As Chief Justice, Marshall kept his justices close (they all lived together), and ran a most agreeable, remarkably non-contentious court through friendship and a model of positive social interaction.  This congenial group firmly established the Supreme Court as the arbiter of laws in the young nation, a way of working that continues today.”From 1801 to 1835, the Court issued more than one thousand decisions–nearly all unanimous–and about half that number were written by Marshall. No other chief justice comes close to that record, and no Supreme Court before or since has issued even a majority of its decisions unanimously. Marshall was not President John Adams’ first choice for the job.

The tale begins in the dark days of the American Revolution, when our forces were hopelessly untrained, unfed and unable to perform as the fighting force necessary to gain independence. Marshall was twenty one years old, and remarkably upbeat given the pathetic circumstances. That’s what caught the eye of the new military leader from Prussia, Baron von Steuben, and soon after, Lafayette, Washington and Hamilton, too. He already knew Jefferson, a family relation (from the wealthy side of the family), who makes his first appearance in the Marshall story while ineffectively running Virginia as its governor (Jefferson does not do well in this book; the author is critical of his distracted approach to public service).

Marshall becomes a small town lawyer–at the time, Richmond Town (now Richmond) had recently become the state capital, but it was an exceedingly small place. He marries well, and becomes a member of the House of Delegates, a Virginia legislative body. He is the model social networker, joining every significant organization, building his reputation by inviting people to his home (which doubled as his law office) for relaxed dinners. He lived in that house for a long time–decades, in fact–in part because his beloved wife Polly struggled with health issues for much of her adult life.

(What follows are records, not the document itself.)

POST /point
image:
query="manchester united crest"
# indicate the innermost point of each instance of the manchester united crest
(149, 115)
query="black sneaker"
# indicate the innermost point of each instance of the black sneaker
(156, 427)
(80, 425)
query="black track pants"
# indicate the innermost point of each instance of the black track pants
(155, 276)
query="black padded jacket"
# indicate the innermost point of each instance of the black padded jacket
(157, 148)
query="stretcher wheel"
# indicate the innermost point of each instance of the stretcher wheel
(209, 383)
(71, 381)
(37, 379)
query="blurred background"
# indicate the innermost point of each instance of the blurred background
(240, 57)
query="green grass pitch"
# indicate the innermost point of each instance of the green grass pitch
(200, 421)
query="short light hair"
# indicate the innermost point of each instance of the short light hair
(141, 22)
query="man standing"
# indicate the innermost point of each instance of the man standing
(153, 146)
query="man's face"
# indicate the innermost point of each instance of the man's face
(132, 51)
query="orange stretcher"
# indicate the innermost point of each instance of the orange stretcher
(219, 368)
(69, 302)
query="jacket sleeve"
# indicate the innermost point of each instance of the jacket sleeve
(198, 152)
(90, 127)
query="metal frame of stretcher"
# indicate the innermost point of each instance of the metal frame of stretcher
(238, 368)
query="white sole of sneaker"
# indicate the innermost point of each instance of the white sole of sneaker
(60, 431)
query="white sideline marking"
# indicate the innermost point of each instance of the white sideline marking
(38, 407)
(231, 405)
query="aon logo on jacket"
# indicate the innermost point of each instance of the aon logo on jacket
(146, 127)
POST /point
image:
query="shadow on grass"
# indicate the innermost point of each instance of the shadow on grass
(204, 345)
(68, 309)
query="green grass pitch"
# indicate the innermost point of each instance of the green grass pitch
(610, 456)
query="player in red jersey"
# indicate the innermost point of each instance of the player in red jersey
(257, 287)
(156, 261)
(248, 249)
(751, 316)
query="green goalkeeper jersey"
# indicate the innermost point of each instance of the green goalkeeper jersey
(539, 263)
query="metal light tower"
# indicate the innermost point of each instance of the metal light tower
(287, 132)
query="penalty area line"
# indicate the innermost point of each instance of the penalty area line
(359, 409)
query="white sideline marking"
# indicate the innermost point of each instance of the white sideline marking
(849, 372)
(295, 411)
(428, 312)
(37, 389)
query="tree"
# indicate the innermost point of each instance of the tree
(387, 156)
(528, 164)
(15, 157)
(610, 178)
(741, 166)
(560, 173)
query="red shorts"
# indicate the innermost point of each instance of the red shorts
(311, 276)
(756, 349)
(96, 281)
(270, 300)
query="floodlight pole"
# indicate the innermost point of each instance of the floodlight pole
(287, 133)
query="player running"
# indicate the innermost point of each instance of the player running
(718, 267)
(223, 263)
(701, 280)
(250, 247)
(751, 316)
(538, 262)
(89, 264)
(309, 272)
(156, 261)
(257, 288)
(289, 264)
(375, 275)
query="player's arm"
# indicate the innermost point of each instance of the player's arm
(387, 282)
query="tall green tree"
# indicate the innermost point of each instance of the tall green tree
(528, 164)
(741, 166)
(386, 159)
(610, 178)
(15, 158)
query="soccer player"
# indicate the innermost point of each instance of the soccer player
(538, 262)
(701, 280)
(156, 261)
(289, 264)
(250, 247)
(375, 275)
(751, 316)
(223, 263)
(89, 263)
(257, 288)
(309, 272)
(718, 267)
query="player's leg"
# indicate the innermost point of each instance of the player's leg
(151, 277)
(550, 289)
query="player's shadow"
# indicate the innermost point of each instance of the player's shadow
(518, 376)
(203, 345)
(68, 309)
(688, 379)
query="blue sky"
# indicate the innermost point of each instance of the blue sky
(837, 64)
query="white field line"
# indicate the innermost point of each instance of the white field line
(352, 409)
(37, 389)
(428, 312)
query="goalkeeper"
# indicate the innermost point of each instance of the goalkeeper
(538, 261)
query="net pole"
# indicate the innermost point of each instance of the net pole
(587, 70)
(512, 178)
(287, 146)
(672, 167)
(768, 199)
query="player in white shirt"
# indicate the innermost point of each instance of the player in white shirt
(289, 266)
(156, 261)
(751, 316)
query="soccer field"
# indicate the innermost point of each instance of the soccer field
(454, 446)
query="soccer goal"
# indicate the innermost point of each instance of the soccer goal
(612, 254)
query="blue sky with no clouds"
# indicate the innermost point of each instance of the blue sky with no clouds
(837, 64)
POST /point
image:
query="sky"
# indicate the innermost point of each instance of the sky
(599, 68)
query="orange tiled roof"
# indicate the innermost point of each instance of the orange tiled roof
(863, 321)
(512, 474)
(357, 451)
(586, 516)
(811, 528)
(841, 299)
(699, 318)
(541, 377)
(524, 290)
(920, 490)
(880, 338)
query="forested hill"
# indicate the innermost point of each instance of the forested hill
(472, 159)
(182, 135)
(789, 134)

There is so much story to tell, and this essay can do little more than introduce the man, the book and the author with the strongest possible encouragement to read up on John Marshall. I’ve read a lot of books about American history, founding fathers, and the early nation to identify when a new volume is unique and valuable. This one wins on both counts because the material is so central to the development of the nation and our approach to governance, and because the stories told are not the same stories that appear in dozens of other books about the founders. Instead, this seems to be fresh, or, at least, generally unfamiliar or, at least, new to me. It’s helpful that the biographer’s keen interest in providing a clear picture of Justice Marshall is equal to my own curiosity.